My case is by the Taiwanese company Pedi. It’s very nice, light, and strong.

Tell me about your Kostina.

I would be remiss not to talk about my excellent modern instrument made here in Seattle by Alina Kostina. The craftsmanship that went into this instrument totally knocks many old instruments out of the water, in my opinion. The tone is beautiful, too, and quite powerful. I do alternate between using my Postacchini and my Kostina, depending on repertoire.  

What new recordings can we look forward to?

You can most prominently hear the Postacchini in my recordings of Saint-Saëns’ Introduction and Rondo Capriccioso and The Muse and the Poet with Michael Stern and the Kansas City Symphony. In the near future, look out for the Seattle Symphony’s recording of Strauss’ Also Sprach Zarathustra conducted by our wonderful new music director, Thomas Dausgaard.  

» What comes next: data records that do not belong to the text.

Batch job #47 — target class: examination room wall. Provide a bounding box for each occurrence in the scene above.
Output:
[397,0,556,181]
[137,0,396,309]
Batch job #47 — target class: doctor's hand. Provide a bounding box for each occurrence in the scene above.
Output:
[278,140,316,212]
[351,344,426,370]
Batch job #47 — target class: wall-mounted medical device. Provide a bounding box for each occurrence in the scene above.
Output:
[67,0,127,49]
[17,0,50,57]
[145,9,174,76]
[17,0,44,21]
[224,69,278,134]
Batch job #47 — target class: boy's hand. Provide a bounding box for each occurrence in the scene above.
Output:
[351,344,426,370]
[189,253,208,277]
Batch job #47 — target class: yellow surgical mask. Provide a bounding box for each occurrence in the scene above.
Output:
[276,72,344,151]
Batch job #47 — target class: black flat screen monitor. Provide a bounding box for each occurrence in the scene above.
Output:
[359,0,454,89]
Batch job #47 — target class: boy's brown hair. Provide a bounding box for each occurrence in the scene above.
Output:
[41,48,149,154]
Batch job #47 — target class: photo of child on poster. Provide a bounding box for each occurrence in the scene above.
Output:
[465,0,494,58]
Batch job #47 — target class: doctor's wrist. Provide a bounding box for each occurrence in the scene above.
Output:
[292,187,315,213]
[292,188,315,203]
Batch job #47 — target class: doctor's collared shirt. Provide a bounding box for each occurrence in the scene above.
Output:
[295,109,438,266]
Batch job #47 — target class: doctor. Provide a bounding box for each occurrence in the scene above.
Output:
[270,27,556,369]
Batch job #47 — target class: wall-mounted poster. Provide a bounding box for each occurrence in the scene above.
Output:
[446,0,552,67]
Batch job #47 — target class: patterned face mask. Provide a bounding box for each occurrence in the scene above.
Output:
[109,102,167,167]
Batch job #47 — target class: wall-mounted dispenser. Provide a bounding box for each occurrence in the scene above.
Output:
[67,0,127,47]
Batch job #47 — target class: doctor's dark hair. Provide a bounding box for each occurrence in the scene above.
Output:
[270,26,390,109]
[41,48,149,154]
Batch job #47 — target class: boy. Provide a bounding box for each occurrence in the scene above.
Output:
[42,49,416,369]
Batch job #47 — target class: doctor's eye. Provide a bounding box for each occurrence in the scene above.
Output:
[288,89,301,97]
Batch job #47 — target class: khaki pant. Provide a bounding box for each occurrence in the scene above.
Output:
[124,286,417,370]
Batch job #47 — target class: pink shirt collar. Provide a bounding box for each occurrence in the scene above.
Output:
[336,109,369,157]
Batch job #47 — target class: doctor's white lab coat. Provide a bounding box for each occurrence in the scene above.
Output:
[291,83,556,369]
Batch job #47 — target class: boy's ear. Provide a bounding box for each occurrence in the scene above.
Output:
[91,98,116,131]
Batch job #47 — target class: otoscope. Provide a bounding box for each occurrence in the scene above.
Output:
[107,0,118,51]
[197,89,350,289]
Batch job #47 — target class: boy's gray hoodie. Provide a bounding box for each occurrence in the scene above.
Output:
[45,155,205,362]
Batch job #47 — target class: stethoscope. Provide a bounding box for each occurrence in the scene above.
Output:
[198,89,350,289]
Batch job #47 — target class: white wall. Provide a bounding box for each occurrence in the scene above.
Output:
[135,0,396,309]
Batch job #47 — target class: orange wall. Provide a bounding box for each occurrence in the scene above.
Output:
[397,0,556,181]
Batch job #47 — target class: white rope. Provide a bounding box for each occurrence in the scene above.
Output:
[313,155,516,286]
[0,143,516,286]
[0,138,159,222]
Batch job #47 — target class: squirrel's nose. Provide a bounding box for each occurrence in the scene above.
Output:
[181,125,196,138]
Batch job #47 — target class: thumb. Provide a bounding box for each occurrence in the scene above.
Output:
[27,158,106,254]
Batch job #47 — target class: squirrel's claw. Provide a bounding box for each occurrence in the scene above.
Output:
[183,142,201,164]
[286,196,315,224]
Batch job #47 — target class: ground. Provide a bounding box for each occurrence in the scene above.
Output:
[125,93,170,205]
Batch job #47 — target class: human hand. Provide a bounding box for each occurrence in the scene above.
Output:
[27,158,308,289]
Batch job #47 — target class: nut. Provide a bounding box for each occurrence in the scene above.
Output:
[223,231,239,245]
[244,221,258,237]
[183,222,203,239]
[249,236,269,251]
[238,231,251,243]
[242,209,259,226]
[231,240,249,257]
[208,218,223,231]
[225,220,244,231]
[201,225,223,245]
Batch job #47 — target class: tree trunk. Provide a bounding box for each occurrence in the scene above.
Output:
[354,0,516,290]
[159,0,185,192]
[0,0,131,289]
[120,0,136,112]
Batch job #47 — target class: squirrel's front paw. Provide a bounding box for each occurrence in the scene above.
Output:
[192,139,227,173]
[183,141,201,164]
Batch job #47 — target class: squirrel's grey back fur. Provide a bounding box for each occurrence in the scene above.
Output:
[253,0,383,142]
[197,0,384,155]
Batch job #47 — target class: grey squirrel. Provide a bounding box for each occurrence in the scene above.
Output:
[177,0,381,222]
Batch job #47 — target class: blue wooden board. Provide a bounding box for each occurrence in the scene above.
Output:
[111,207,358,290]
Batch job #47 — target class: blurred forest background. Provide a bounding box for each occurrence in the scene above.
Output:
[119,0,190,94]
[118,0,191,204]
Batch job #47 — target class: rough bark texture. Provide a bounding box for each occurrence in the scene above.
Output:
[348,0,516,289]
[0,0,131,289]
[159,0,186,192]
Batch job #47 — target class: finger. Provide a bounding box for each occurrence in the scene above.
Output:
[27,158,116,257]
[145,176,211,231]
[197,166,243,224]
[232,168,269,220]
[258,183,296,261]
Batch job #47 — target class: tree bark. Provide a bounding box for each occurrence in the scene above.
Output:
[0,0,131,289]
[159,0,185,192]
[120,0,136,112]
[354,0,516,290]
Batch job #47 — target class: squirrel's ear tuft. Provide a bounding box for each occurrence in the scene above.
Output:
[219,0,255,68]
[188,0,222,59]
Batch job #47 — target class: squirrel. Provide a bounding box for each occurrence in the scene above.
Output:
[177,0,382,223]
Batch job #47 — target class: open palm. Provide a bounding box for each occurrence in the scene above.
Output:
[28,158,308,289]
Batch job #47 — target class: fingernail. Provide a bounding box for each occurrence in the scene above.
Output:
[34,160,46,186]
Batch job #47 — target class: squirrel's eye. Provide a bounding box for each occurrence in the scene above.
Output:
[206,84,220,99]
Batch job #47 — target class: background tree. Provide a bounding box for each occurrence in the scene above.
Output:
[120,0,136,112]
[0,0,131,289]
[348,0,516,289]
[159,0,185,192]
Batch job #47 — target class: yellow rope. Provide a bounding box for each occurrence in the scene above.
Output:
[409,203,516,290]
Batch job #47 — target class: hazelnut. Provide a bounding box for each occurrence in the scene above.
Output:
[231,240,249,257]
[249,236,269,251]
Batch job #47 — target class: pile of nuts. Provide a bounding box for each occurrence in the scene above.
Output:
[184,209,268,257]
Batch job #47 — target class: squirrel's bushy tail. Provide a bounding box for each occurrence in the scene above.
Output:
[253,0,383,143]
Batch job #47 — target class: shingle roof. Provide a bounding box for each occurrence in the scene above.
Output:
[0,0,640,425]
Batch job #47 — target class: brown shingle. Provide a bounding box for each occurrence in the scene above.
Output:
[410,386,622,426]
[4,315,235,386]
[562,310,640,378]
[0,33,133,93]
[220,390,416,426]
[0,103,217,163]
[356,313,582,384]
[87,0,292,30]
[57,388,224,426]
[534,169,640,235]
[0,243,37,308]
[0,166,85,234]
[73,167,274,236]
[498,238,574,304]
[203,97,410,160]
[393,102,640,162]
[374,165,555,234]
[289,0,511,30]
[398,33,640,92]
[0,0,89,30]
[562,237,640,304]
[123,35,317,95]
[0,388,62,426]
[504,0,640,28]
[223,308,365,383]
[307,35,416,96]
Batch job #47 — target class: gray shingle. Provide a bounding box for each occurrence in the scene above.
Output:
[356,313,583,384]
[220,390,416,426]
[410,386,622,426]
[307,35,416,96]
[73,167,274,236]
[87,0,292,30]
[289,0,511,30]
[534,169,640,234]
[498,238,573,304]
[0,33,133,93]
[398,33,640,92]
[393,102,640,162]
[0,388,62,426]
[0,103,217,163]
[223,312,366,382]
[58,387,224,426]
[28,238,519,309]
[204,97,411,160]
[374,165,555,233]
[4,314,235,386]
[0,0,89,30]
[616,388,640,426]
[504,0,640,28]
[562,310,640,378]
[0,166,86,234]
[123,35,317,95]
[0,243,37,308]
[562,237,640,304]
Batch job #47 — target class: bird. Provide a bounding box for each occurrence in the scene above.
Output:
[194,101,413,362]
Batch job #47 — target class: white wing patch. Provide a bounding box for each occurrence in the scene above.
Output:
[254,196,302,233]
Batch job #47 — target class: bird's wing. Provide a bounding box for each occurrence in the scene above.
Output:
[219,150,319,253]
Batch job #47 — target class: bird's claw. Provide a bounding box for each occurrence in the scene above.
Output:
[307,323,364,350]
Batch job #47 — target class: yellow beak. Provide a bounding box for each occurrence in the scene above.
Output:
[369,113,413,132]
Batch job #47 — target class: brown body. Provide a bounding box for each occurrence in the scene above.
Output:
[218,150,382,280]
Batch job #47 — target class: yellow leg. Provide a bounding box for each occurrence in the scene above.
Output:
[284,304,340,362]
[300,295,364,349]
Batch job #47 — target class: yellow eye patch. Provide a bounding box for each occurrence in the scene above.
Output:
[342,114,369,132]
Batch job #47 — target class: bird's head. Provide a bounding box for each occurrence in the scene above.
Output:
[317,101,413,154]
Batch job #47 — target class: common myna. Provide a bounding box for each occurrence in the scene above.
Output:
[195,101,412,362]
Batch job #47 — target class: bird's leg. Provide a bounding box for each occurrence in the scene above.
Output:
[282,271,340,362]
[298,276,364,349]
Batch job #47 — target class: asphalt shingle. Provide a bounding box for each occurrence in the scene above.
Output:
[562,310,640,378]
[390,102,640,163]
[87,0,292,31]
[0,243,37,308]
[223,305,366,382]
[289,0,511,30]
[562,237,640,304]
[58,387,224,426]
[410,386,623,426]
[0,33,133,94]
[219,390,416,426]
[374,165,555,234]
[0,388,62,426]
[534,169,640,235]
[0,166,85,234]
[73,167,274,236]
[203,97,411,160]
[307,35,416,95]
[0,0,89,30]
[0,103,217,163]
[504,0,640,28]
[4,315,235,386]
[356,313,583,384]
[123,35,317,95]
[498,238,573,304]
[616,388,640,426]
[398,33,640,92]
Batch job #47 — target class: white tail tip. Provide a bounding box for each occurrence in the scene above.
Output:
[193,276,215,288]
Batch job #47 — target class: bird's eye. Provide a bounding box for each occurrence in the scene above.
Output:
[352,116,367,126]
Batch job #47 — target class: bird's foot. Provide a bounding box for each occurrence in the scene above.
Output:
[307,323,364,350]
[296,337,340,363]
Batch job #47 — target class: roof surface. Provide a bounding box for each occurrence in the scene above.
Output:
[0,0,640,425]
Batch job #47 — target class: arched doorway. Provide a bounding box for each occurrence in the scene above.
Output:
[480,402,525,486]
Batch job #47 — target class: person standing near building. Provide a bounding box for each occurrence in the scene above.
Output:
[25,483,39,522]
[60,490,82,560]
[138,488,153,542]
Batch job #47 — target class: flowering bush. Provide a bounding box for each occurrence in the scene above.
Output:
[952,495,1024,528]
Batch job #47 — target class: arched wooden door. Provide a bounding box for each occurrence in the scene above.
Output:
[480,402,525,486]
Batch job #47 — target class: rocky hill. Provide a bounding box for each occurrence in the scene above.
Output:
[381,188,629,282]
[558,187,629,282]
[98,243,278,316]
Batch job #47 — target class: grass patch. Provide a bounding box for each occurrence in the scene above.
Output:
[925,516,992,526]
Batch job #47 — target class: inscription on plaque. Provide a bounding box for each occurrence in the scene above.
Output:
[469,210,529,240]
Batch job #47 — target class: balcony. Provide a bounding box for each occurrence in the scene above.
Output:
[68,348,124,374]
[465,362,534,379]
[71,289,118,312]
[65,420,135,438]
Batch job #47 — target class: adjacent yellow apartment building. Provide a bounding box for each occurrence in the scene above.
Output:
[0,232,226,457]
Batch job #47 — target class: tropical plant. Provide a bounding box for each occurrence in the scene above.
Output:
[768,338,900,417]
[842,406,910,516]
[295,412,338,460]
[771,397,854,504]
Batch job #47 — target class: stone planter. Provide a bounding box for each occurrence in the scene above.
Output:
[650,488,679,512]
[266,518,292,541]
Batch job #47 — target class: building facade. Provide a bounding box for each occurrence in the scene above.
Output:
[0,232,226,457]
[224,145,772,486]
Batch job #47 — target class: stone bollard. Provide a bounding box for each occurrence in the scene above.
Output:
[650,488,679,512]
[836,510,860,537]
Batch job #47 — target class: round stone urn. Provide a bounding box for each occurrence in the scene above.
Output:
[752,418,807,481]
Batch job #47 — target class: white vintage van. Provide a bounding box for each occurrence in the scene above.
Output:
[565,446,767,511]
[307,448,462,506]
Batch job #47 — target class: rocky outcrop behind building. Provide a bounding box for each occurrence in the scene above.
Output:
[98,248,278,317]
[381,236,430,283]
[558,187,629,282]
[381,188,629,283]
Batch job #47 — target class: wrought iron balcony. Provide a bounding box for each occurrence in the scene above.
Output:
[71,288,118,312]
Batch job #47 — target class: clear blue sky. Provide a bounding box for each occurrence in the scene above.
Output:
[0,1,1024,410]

What piece is your favorite to play with your wife?

My wife, Mari Yoshinaga, always schools me when we prepare music together. I have learned a lot from her, especially in regard to movement in music and how to play rhythmically. Probably the biggest pieces we’ve played together are Piazzolla’s Histoire du Tango and Paul Lansky’s Hop, and I look forward to learning many more through the years.